I spent quality time with my Mom and her partner, Boris, in Vancouver last week and I loved every moment of being spoiled in a way that only your mother can spoil you.  I ate all of my favorite foods reminiscent of my youth, looked at old photo albums, caught up on all of the latest family gossip and watched video footage from my parent’s wedding, my brother, Peter’s bar mitzvah as well as my own Moroccan wedding festivities. Rachel, our youngest daughter, was with me in Vancouver and sat beside me during the viewing.  She was totally blown away with the revelation that her father once had a full head of hair and a thick French accent.  I was personally most struck by the fact that time goes by so quickly and we simply blink and the moment vanishes.  Saying good-bye to my Mom at the airport knowing that we would again be separated by so many miles with months in between our next meeting reaffirmed that living in Israel has given me an additional gift of truly appreciating our time together in all it’s intensity.  The reality is that I will miss her terribly.

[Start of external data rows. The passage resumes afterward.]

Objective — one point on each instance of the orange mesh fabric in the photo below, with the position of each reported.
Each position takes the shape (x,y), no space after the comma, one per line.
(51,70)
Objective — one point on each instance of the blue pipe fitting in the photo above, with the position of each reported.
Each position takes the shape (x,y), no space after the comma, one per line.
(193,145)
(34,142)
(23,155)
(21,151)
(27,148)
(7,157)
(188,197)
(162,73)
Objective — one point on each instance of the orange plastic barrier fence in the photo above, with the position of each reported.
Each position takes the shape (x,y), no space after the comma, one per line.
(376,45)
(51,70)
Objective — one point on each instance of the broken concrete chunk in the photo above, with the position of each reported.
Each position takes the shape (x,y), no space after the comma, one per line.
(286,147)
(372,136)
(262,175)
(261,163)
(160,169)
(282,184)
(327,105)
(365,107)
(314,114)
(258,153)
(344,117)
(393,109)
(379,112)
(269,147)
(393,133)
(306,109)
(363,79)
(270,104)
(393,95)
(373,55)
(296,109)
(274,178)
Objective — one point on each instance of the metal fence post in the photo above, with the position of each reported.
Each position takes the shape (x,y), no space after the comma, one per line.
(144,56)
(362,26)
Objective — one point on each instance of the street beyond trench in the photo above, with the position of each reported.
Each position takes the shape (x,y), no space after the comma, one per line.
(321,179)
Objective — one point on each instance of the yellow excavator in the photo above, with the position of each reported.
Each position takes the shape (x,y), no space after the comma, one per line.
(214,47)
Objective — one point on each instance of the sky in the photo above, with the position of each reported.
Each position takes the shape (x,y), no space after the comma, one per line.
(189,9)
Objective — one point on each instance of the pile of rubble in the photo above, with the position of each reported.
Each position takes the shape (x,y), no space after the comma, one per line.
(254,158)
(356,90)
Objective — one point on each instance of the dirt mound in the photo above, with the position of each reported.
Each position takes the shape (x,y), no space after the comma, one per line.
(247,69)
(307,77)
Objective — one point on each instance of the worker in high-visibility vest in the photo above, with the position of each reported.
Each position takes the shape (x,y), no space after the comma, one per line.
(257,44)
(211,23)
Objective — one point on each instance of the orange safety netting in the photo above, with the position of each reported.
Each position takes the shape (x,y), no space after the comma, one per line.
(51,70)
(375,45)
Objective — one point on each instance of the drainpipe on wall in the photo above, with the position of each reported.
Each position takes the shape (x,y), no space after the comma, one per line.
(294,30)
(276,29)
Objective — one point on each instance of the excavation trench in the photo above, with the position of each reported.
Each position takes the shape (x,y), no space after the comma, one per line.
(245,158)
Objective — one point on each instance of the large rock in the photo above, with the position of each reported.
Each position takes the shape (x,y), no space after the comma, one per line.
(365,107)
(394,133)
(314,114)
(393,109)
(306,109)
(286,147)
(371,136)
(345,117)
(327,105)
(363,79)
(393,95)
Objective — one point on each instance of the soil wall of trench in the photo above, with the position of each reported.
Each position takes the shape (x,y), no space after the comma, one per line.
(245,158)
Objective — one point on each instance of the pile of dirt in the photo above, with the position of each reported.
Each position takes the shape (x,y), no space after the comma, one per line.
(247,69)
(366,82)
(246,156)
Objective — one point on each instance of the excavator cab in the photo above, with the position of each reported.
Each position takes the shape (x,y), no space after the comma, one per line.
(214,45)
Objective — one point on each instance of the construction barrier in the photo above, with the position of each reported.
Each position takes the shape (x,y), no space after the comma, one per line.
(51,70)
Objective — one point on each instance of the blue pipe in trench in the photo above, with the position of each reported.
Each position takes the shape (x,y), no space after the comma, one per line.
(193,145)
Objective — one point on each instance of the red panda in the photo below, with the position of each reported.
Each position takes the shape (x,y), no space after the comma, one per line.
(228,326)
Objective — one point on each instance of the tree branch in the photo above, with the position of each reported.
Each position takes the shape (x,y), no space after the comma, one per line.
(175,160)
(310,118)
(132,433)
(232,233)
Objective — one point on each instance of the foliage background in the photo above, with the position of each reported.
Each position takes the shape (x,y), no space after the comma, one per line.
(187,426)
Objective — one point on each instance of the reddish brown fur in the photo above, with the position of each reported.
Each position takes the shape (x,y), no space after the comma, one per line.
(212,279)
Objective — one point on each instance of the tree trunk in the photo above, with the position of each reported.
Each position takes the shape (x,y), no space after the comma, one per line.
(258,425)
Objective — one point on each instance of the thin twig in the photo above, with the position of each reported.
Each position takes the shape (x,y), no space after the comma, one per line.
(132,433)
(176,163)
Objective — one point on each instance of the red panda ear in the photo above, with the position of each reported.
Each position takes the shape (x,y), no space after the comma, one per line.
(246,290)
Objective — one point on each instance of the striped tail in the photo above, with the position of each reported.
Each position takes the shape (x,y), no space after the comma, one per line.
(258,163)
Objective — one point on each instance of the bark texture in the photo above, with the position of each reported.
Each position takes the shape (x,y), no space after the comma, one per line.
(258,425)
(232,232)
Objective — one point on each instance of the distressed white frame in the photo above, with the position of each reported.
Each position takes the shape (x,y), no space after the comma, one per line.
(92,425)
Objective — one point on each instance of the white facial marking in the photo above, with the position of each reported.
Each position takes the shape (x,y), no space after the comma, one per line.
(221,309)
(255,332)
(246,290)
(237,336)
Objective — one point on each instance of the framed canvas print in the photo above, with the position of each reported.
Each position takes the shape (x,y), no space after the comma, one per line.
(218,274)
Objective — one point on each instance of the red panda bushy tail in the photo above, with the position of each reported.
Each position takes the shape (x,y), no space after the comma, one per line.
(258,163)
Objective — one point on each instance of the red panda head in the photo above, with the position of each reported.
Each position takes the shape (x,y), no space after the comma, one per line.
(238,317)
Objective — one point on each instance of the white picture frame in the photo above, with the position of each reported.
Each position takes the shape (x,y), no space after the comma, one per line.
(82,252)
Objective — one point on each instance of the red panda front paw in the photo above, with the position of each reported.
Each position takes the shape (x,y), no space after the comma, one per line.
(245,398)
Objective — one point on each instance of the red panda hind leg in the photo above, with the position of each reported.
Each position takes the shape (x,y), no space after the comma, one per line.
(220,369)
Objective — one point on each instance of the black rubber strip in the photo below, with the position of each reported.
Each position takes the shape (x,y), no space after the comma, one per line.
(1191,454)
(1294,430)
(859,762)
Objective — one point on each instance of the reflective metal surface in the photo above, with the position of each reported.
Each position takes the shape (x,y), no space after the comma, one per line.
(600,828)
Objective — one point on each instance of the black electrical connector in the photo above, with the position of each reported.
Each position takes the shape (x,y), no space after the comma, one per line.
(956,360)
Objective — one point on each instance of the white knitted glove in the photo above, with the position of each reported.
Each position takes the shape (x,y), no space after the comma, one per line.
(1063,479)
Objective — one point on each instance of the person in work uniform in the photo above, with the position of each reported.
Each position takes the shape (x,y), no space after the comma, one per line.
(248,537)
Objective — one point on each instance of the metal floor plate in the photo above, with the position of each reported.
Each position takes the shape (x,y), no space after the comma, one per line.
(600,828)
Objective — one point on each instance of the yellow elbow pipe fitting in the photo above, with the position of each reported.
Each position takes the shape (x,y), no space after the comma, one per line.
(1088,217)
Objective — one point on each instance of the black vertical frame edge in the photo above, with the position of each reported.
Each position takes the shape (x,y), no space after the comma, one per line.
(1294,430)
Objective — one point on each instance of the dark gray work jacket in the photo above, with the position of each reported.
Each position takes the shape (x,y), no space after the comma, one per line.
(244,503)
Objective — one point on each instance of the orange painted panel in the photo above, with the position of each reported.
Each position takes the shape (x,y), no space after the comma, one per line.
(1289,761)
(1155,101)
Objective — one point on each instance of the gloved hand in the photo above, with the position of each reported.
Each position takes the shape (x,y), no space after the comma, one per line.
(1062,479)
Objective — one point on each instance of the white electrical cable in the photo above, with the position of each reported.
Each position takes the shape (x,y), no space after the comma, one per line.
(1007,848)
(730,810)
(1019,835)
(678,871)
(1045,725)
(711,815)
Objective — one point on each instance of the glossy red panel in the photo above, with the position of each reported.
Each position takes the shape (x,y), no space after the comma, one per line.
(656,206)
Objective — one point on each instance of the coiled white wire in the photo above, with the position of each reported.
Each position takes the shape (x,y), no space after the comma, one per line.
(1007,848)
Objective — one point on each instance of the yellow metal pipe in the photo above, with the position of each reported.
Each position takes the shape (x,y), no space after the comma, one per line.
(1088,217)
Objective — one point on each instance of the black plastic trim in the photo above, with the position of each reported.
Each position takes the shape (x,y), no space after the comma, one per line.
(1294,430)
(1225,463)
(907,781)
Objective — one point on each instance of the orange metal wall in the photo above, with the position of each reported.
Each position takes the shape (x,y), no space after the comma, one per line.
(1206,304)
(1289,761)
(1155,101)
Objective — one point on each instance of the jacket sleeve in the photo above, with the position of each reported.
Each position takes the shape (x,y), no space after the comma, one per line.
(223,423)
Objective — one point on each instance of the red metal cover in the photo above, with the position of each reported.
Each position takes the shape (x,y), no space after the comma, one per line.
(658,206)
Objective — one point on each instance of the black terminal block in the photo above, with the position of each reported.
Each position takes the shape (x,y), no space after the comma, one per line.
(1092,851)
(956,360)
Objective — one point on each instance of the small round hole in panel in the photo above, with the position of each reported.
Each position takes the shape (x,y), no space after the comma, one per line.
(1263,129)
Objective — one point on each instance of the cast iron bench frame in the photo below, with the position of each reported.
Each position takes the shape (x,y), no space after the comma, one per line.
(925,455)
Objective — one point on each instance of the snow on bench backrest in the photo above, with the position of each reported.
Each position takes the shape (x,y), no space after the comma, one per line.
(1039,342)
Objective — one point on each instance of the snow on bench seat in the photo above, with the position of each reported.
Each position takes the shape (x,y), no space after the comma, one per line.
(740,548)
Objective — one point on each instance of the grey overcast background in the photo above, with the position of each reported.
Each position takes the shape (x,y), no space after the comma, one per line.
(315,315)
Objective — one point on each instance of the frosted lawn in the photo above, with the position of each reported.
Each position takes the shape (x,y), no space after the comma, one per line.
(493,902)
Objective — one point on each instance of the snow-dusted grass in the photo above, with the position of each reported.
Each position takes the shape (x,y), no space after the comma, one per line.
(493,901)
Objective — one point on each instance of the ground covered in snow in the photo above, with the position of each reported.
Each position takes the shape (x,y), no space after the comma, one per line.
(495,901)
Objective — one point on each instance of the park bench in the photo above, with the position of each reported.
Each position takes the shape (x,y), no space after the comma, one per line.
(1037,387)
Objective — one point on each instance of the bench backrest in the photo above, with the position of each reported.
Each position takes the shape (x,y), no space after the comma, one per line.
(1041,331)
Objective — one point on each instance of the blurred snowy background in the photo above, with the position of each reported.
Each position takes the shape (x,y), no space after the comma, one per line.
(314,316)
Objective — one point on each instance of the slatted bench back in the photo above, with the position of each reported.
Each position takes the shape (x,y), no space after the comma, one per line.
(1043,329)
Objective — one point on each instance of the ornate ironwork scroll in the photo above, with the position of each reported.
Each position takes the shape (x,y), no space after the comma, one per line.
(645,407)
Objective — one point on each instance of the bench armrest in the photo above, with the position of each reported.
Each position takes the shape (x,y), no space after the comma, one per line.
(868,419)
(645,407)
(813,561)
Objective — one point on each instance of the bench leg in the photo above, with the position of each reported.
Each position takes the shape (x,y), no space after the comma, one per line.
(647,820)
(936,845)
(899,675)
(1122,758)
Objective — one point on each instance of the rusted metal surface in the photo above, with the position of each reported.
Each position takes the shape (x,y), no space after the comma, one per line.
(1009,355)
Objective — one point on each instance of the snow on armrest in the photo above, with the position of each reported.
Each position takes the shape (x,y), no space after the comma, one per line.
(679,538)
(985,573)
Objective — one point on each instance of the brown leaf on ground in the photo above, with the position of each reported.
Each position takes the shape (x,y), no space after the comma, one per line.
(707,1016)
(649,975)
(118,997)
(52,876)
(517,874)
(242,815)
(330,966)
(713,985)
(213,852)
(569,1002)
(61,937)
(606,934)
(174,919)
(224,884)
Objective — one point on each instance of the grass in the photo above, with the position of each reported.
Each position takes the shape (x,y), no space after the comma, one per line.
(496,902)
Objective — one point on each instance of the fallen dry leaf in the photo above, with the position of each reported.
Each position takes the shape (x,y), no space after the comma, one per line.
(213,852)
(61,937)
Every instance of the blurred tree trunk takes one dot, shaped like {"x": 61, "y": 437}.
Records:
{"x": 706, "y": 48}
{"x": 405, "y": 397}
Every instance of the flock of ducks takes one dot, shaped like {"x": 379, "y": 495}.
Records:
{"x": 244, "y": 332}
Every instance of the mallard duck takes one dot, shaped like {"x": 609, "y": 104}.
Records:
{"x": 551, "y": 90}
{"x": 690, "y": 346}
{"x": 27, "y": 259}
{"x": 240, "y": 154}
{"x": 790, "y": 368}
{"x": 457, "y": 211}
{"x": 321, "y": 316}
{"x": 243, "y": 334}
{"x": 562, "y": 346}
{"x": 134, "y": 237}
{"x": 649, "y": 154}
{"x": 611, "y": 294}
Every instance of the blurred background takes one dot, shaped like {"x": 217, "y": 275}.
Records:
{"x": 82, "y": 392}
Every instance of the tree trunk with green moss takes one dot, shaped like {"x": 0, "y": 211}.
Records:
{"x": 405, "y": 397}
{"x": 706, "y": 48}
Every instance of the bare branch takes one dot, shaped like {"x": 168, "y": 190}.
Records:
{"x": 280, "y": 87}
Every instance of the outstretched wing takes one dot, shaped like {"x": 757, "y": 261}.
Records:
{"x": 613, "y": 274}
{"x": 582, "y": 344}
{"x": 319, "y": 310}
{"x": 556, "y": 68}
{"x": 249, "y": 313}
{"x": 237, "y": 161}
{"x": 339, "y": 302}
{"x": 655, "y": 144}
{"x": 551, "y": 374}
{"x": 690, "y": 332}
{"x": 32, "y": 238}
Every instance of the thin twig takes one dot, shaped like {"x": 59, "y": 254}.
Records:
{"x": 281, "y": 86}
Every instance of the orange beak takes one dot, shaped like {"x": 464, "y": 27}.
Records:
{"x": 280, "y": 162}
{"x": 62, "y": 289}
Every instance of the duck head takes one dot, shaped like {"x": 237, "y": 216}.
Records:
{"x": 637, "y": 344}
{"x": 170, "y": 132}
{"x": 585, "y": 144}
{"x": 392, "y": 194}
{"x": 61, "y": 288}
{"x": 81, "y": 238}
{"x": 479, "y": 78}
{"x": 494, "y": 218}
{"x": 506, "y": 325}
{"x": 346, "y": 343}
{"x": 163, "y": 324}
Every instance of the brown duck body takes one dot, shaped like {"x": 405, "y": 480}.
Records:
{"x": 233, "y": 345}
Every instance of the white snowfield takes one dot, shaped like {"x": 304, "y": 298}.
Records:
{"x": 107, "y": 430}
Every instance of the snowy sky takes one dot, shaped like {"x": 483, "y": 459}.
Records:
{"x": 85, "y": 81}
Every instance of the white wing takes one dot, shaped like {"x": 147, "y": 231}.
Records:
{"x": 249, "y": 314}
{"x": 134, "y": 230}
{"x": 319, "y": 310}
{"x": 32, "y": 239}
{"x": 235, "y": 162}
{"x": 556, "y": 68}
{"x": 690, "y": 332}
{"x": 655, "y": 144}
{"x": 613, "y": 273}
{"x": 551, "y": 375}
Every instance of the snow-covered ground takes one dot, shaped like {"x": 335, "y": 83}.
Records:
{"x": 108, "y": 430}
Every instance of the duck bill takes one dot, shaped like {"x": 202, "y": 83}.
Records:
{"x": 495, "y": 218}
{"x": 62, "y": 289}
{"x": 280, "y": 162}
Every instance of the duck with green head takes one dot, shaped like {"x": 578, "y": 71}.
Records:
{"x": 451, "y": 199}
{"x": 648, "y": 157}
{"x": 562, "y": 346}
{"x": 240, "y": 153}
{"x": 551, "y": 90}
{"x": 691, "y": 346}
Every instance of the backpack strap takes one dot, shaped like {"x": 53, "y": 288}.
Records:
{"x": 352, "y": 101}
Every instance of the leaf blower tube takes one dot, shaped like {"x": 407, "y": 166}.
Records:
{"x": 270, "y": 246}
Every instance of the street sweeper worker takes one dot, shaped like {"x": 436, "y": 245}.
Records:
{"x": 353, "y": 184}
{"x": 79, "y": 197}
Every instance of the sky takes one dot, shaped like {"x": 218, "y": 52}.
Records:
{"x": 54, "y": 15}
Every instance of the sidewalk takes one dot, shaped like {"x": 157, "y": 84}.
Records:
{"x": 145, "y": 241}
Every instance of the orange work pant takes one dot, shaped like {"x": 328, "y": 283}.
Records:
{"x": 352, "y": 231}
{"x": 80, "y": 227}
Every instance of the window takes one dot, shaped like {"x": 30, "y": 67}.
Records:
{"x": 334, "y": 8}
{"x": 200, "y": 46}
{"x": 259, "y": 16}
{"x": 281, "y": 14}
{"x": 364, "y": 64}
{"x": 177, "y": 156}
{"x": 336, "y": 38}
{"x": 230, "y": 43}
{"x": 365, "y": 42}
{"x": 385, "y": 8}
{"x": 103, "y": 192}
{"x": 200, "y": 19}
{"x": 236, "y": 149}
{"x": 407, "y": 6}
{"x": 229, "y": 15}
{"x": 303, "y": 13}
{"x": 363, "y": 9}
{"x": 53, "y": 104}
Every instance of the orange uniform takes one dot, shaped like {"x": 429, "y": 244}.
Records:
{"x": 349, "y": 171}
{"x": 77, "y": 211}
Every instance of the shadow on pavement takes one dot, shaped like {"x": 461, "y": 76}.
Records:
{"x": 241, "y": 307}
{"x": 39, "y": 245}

On the Shabbat before our departure to Canada I confessed to Daniel, a lone soldier from Winnipeg who spends many Shabbatot with us, that I was worried that I wouldn’t want to return to Israel after spending so much time in Canada.  He said I shouldn’t be concerned and that I would be ready to come back when the time came.  How insightful were his comments, for one morning this week I awoke with a sense that I needed to return to” real” life.  As wonderful as these weeks have been, and they have been wonderful, I began to crave normal life with mundane routine where you know what you are doing tomorrow and you think about what you’re going to cook for dinner and you prepare a list of things to do for the day.  I started to long for my dogs and visualize my daily drive on the highway and the various people I encounter throughout the day.  I thought about my morning routine of waking at 6:30 and being concerned about how much water I consume during my shower and then opening my front door overlooking a large overgrown field to retrieve The Jerusalem Post that has been tossed in the between the bushes.  Does this mean that I truly feel it is time to return?

This coming week I travel to Calgary to see my eldest brother after a period of three years.  I’m going to have breakfast with my friend Trish who I spent hours playing house and school with as a youngster and drive past the home I grew up in.  I’ll visit the cemetery and then return to Winnipeg to spend our last Shabbat here ironically observing the sixth anniversary of my Dad’s passing and recite kaddish in his memory at the synagogue that I miss so much. 

I just blinked and now it is almost gone.  If it wasn’t for living in Israel we would have never had the opportunity of experiencing all of the magnificence, intensity, emotion and blessings that the last two months have offered nor valued it as much.  Oh I am so lucky and as hard as it is to leave I am ready to return to daily life.  I am ready to return home, to Israel.